NVIDIA GPU metrics exporter for Prometheus leveraging DCGM
Apache License 2.0
923 stars 159 forks source link

Can't collecting DCP metrics #365

Open jeffreyyjp opened 3 months ago

jeffreyyjp commented 3 months ago

What is the version?

3.3.6-3.4.2

What happened?

I deploy dcgm-expoter in our k8s cluster, and can't get DCP metrics. I checked one of pod log, it shows: image

What did you expect to happen?

Can use DCP metrics

What is the GPU model?

V100, 3090 image image

What is the environment?

k8s pod

How did you deploy the dcgm-exporter and what is the configuration?

Use helm

How to reproduce the issue?

Just use helm to deploy

Anything else we need to know?

No response

nvvfedorov commented 3 months ago

@jeffreyyjp, To use DCP metrics, you need a Volta GPU or later.

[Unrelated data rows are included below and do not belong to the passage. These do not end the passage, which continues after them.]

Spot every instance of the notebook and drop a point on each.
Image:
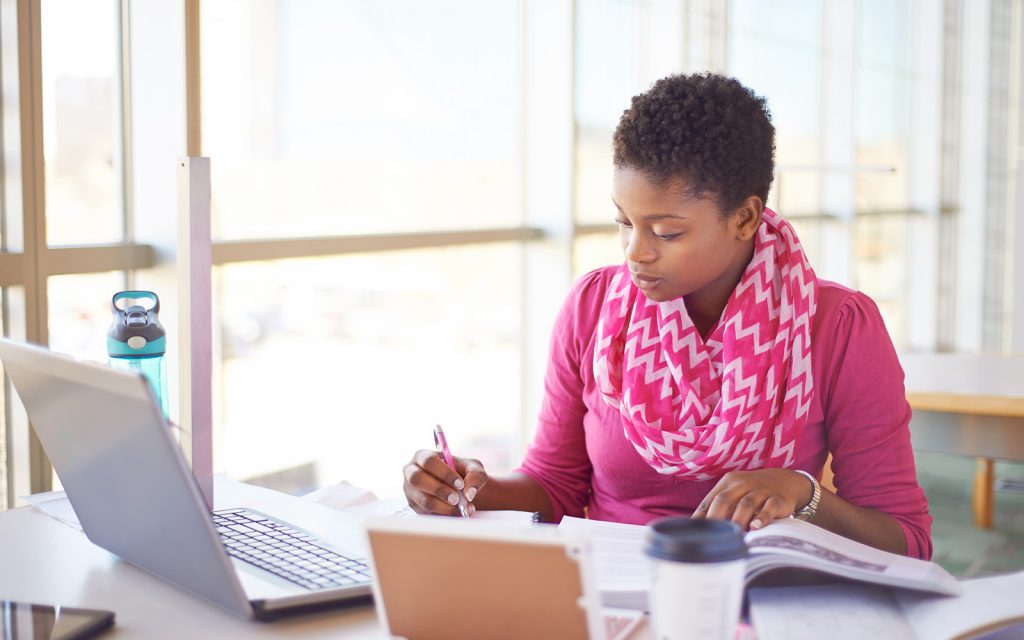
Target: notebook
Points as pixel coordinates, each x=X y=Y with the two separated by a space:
x=453 y=579
x=134 y=496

jeffreyyjp commented 3 months ago

@nvvfedorov Does V100 or 3090 are Volta GPU or later?

nvvfedorov commented 3 months ago

@jeffreyyjp , The Tesla V100 should support DCP metrics, whereas the RTX3090 does not, as it is a consumer-grade GPU. This is because DCP metrics are available on Data Center-grade GPUs.

jeffreyyjp commented 3 months ago

@nvvfedorov So my V100 node can't get DCP metrics,I don't know the reason.